Deciphering therapeutic potential of PEGylated recombinant PTEN-silver nanoclusters ensemble on 3D spheroids.

The therapeutic application of recombinant proteins is limited due to their inherent structural complexity. Additionally, screening of therapeutic potential of protein products requires an appropriate testing platform to achieve biological relevance. Fabrication of three dimensional cultures bridges the gap between in vitro based monolayer cultures and clinical applications. In this perspective, glioblastoma U-87 MG and breast cancer MCF7 spheroids were generated to assess the therapeutic prospect of recombinant PTEN protein.
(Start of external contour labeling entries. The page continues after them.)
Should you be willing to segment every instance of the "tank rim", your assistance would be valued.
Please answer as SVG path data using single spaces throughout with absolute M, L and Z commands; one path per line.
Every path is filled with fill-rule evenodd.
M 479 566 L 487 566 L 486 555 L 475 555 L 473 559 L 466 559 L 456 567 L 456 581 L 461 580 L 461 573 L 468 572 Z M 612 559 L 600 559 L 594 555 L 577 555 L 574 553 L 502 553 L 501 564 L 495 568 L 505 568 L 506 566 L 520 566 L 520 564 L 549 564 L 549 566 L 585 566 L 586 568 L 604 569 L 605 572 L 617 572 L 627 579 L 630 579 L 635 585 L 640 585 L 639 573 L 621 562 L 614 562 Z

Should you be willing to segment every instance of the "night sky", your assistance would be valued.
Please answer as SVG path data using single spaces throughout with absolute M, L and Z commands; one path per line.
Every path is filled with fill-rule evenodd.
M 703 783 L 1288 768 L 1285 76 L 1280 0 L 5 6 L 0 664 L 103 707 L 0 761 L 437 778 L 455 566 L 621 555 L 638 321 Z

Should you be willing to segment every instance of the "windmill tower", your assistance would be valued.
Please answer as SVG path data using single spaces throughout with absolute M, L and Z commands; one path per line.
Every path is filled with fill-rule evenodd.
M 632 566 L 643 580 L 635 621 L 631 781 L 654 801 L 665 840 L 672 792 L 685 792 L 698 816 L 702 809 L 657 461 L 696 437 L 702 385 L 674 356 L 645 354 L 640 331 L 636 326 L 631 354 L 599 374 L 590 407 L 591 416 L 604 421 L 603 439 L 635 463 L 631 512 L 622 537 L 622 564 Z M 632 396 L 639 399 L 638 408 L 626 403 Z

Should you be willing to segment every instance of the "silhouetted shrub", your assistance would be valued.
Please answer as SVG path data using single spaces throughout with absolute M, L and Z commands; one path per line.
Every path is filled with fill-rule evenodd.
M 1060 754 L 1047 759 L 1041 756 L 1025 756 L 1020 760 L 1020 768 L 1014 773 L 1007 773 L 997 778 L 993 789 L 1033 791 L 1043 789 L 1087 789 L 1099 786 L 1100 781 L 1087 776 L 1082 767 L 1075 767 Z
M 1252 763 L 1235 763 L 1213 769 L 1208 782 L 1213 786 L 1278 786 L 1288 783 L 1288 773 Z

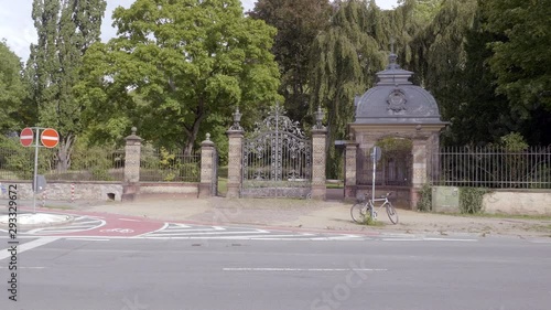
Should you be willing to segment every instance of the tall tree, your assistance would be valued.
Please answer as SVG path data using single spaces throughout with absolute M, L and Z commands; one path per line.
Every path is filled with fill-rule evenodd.
M 457 96 L 464 92 L 467 61 L 464 43 L 476 9 L 476 0 L 444 0 L 432 23 L 415 38 L 419 57 L 412 70 L 435 97 L 445 120 L 458 114 Z
M 400 47 L 400 60 L 411 57 L 415 33 L 408 0 L 396 10 L 381 11 L 374 0 L 337 1 L 337 11 L 326 31 L 313 44 L 311 56 L 311 110 L 324 107 L 328 124 L 327 174 L 338 177 L 342 161 L 334 141 L 346 139 L 347 124 L 354 120 L 354 99 L 374 86 L 376 73 L 387 64 L 390 41 Z
M 483 24 L 484 17 L 478 7 L 473 28 L 465 33 L 466 62 L 457 84 L 456 108 L 450 116 L 449 130 L 442 136 L 445 145 L 487 145 L 519 130 L 507 98 L 495 93 L 496 76 L 488 65 L 493 55 L 488 43 L 497 38 L 485 31 Z
M 82 78 L 82 57 L 99 41 L 105 0 L 34 0 L 32 18 L 39 34 L 28 62 L 39 125 L 60 131 L 58 169 L 71 165 L 71 151 L 82 132 L 83 107 L 73 87 Z
M 291 119 L 303 120 L 309 109 L 311 46 L 327 26 L 333 7 L 328 0 L 259 0 L 248 13 L 278 30 L 272 52 L 281 72 L 279 92 Z
M 25 89 L 20 58 L 6 41 L 0 41 L 0 135 L 19 129 Z
M 86 124 L 116 139 L 130 124 L 191 153 L 199 132 L 281 99 L 270 49 L 276 30 L 239 0 L 138 0 L 114 12 L 118 38 L 93 45 L 78 86 Z
M 497 94 L 509 99 L 522 135 L 532 145 L 551 143 L 551 6 L 549 1 L 480 1 Z

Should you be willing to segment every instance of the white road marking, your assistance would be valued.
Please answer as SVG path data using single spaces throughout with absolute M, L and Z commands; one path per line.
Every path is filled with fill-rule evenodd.
M 170 225 L 169 223 L 164 223 L 164 225 L 161 228 L 156 229 L 156 231 L 148 232 L 148 233 L 144 233 L 144 234 L 141 234 L 141 235 L 138 235 L 138 236 L 132 236 L 131 238 L 141 238 L 142 236 L 161 232 L 163 229 L 166 229 L 166 227 L 169 227 L 169 225 Z
M 82 242 L 109 242 L 110 239 L 97 239 L 97 238 L 65 238 L 66 240 L 82 240 Z
M 163 233 L 163 232 L 158 232 L 158 233 Z M 206 232 L 206 233 L 190 233 L 190 234 L 182 234 L 182 233 L 177 233 L 177 234 L 171 234 L 171 233 L 166 233 L 166 234 L 156 234 L 156 235 L 144 235 L 144 237 L 166 237 L 166 236 L 180 236 L 180 237 L 193 237 L 193 236 L 207 236 L 207 235 L 231 235 L 231 234 L 236 234 L 236 235 L 239 235 L 239 234 L 269 234 L 269 232 L 267 231 L 262 231 L 262 229 L 257 229 L 257 231 L 250 231 L 250 232 Z M 223 238 L 224 236 L 219 236 L 219 238 Z M 217 237 L 214 237 L 214 238 L 217 238 Z
M 48 243 L 53 243 L 58 238 L 56 238 L 56 237 L 43 237 L 43 238 L 39 238 L 39 239 L 32 240 L 32 242 L 20 244 L 20 245 L 18 245 L 18 255 L 25 252 L 25 250 L 33 249 L 33 248 L 42 246 L 42 245 L 46 245 Z M 0 250 L 0 260 L 8 258 L 8 257 L 11 257 L 11 253 L 8 252 L 9 249 L 10 249 L 10 247 Z
M 477 239 L 423 238 L 425 242 L 477 242 Z
M 532 244 L 551 244 L 551 240 L 530 240 Z
M 8 269 L 9 267 L 0 267 L 0 269 Z M 18 269 L 44 269 L 46 267 L 20 267 L 18 266 Z
M 388 271 L 376 268 L 223 268 L 223 271 Z

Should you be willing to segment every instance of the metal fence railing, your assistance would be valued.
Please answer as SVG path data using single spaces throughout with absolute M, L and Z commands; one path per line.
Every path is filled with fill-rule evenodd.
M 551 146 L 523 151 L 498 147 L 442 148 L 432 158 L 432 183 L 489 189 L 551 189 Z
M 69 161 L 60 160 L 56 149 L 41 148 L 39 174 L 48 181 L 122 181 L 125 150 L 87 148 L 74 150 Z M 34 148 L 0 149 L 0 180 L 32 180 Z
M 199 182 L 201 153 L 184 154 L 183 150 L 143 148 L 140 160 L 140 181 Z

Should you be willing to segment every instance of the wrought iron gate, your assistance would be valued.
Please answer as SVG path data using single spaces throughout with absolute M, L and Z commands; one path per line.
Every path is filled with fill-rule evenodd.
M 244 141 L 241 196 L 309 197 L 312 141 L 279 105 Z

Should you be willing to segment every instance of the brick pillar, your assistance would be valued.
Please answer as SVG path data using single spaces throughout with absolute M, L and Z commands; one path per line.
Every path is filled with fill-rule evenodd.
M 123 201 L 132 201 L 140 193 L 140 154 L 141 138 L 136 135 L 138 130 L 132 127 L 132 135 L 125 138 L 125 182 L 122 183 Z
M 312 199 L 325 200 L 325 145 L 327 129 L 312 129 Z
M 346 142 L 345 150 L 345 199 L 356 199 L 356 169 L 358 157 L 358 143 Z
M 226 197 L 239 197 L 242 173 L 242 130 L 226 131 L 229 139 L 228 154 L 228 193 Z
M 210 133 L 206 133 L 205 141 L 201 142 L 201 181 L 199 181 L 199 197 L 215 196 L 216 193 L 213 192 L 213 180 L 214 169 L 217 162 L 215 162 L 216 157 L 215 145 L 210 141 Z
M 419 193 L 423 184 L 426 183 L 426 140 L 412 139 L 412 143 L 413 173 L 411 175 L 410 206 L 411 210 L 417 210 Z

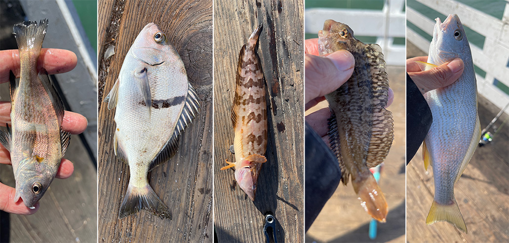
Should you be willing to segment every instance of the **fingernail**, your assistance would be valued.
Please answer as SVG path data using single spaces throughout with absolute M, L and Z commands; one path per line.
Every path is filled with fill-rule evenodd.
M 346 71 L 349 69 L 353 68 L 355 64 L 355 59 L 353 56 L 348 51 L 341 50 L 337 51 L 327 56 L 327 58 L 330 59 L 330 60 L 336 66 L 338 70 Z
M 463 69 L 463 61 L 460 58 L 456 58 L 449 63 L 447 66 L 453 73 L 456 73 Z

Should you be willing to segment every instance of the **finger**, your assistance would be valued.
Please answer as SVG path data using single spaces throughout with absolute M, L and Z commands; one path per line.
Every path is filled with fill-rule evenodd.
M 456 58 L 436 68 L 423 72 L 408 73 L 421 93 L 450 85 L 461 76 L 465 68 L 463 61 Z
M 0 210 L 10 214 L 29 215 L 34 214 L 39 210 L 39 202 L 34 205 L 35 208 L 31 209 L 23 203 L 20 198 L 14 202 L 16 190 L 9 186 L 0 183 Z
M 304 53 L 316 56 L 320 55 L 318 52 L 318 38 L 306 40 L 304 43 Z
M 11 103 L 0 102 L 0 126 L 3 127 L 6 124 L 11 126 L 10 113 Z M 64 131 L 71 134 L 79 134 L 87 129 L 88 125 L 87 118 L 81 114 L 72 111 L 64 111 L 62 124 Z
M 355 62 L 352 54 L 345 50 L 325 57 L 306 54 L 304 104 L 336 90 L 345 83 L 352 76 Z
M 407 72 L 413 73 L 415 72 L 420 72 L 420 68 L 416 62 L 428 62 L 428 56 L 416 56 L 409 59 L 407 59 Z
M 9 71 L 19 77 L 19 52 L 18 50 L 0 51 L 0 83 L 9 81 Z M 61 49 L 43 48 L 37 60 L 37 70 L 44 68 L 49 74 L 65 73 L 76 67 L 77 57 L 74 52 Z
M 306 115 L 306 122 L 318 136 L 323 137 L 329 131 L 329 124 L 327 120 L 329 117 L 330 117 L 330 110 L 328 107 L 326 107 Z

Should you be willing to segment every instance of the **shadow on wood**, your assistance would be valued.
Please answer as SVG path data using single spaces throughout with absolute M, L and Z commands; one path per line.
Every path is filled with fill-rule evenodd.
M 219 242 L 265 241 L 269 211 L 278 242 L 302 242 L 303 208 L 303 3 L 214 1 L 214 225 Z M 220 171 L 233 143 L 230 119 L 239 52 L 263 25 L 257 53 L 266 83 L 268 138 L 254 202 Z
M 211 240 L 212 1 L 106 0 L 100 1 L 99 10 L 99 241 Z M 129 167 L 113 153 L 115 110 L 108 111 L 101 102 L 136 37 L 152 22 L 181 55 L 201 108 L 181 136 L 177 153 L 148 175 L 173 219 L 142 210 L 121 220 L 118 211 L 127 190 Z M 112 46 L 115 55 L 105 59 L 104 52 Z

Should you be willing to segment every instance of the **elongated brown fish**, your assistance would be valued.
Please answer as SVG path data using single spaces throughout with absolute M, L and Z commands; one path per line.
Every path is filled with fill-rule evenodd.
M 263 73 L 254 48 L 262 31 L 260 25 L 240 49 L 237 67 L 235 98 L 232 123 L 235 130 L 235 162 L 226 162 L 225 170 L 235 167 L 235 179 L 252 201 L 267 149 L 267 104 Z
M 44 195 L 54 178 L 69 145 L 70 134 L 61 129 L 64 106 L 44 69 L 38 74 L 37 60 L 48 27 L 48 20 L 27 21 L 13 29 L 19 49 L 21 72 L 17 84 L 11 72 L 12 133 L 0 131 L 0 142 L 11 154 L 16 179 L 16 196 L 27 207 Z
M 200 104 L 180 56 L 154 23 L 134 40 L 104 102 L 109 109 L 116 107 L 114 148 L 130 173 L 119 217 L 144 209 L 171 219 L 147 175 L 177 152 L 179 137 Z
M 394 138 L 392 114 L 384 108 L 389 83 L 382 49 L 357 40 L 348 25 L 330 19 L 318 36 L 321 55 L 347 50 L 355 59 L 350 79 L 325 96 L 332 113 L 329 143 L 340 162 L 343 183 L 351 175 L 361 205 L 385 222 L 387 202 L 369 170 L 383 162 Z

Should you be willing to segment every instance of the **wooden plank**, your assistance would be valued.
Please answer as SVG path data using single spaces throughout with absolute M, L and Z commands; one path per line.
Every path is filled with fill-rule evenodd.
M 203 242 L 212 239 L 212 3 L 189 1 L 101 1 L 99 29 L 99 240 Z M 186 129 L 179 151 L 149 174 L 154 190 L 170 208 L 173 219 L 142 210 L 122 219 L 119 208 L 129 180 L 128 166 L 113 153 L 115 110 L 100 103 L 118 76 L 123 58 L 136 37 L 153 22 L 166 34 L 182 57 L 190 82 L 201 102 L 200 114 Z M 103 58 L 106 48 L 116 54 Z M 157 128 L 155 128 L 157 129 Z
M 407 45 L 407 57 L 425 54 Z M 413 50 L 412 51 L 412 50 Z M 499 111 L 478 96 L 478 111 L 484 128 Z M 503 114 L 496 124 L 507 117 Z M 493 131 L 491 130 L 491 132 Z M 426 224 L 433 201 L 433 170 L 424 169 L 421 149 L 407 166 L 407 240 L 408 242 L 507 242 L 509 240 L 509 130 L 502 129 L 490 144 L 477 147 L 455 186 L 455 196 L 468 234 L 445 222 Z
M 388 66 L 394 101 L 394 138 L 384 162 L 380 186 L 389 206 L 387 223 L 378 224 L 379 242 L 405 242 L 405 67 Z M 323 107 L 327 107 L 326 102 Z M 306 114 L 310 110 L 306 111 Z M 306 162 L 307 163 L 307 162 Z M 340 183 L 306 234 L 306 242 L 369 242 L 371 217 L 360 206 L 350 183 Z
M 214 1 L 214 230 L 219 242 L 265 242 L 264 215 L 277 221 L 278 242 L 303 242 L 303 2 Z M 230 119 L 240 48 L 263 24 L 258 53 L 267 85 L 268 141 L 252 202 L 233 170 Z

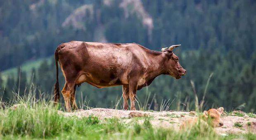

PTEN bound to silver nanoclusters was encapsulated within PEG coating, which resulted in fabrication of spherical nanocarriers named as PTEN-nanocomposites. Internalization of PTEN-nanocomposites in the spheroids was confirmed by confocal microscopy. Upon uptake, PTEN-nanocomposites led to modulation of cyclins and apoptosis gene regulators culminating in cell cycle arrest and reduced cell viability as confirmed by calcein-AM/PI dual staining and alamar blue assay. Further, combination of tamoxifen and PTEN-nanocomposites on U-87 MG spheroids resulted in two-fold reduction of drug dosage. The study revealed that the monolayer culture results translated to the 3D culture as well, however higher dose of the recombinant PTEN was required for the spheroid system. The anti-proliferative role of PTEN-nanocomposites in a complex 3D environment augments its biological implication and paves the way for recombinant PTEN based therapeutic applications.